I’m told it’s everything a man could want and I shouldn’t complain

The caffeine has failed me. I’m in a stupor. I’m in a daze. Fuuuuuuuck.

I’ve been productive at work but we’re fast approaching that threshold of diminishing returns. I’m now doing everything twice because the first attempt is undermined by my barely alert, robotic state of mind. As soon as I finish a task I realize I don’t really remember having started it so I go back and do it again, this time with my eyes fuckin’ open. They’d be better off paying me to go home right now, but that’s not going to happen so I’m stuck to fight through it. I’ve got the heart of a fuckin’ champion, people. Never doubt my ass.

Bruce Springsteen has been my tryptophan today. I spent most of the afternoon listening to The Wild, The Innocent, & The E Street Shuffle and Live at the Hammersmith Odeon ‘75. Both are terrific listens — especially that Hammersmith gig — but I’ve got to change the tuning to try and get a jolt.

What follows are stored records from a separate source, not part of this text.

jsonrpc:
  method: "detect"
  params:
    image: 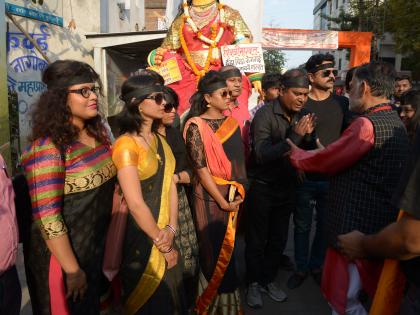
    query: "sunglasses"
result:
[144,93,164,105]
[163,103,176,113]
[67,86,100,98]
[220,91,232,98]
[322,70,338,78]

ENTER JACK WHITE. “Consolers of the Lonely” is going to be the best song I hear this year, I’m convinced of it. I’d love to be proved wrong because there’s still over six months to go and that’s such a high mark for someone to eclipse. I’d love to hear the song that tops that this year. What a fuckin’ great song. The Black Keys’ “So He Won’t Break” would have taken that title in many years and I’ve just been reminded of why- two great songs released within weeks of each other.

I feel life slowly returning to me but I know this is temporary. I hope I have enough juice to get from here to my bed. Let my people go!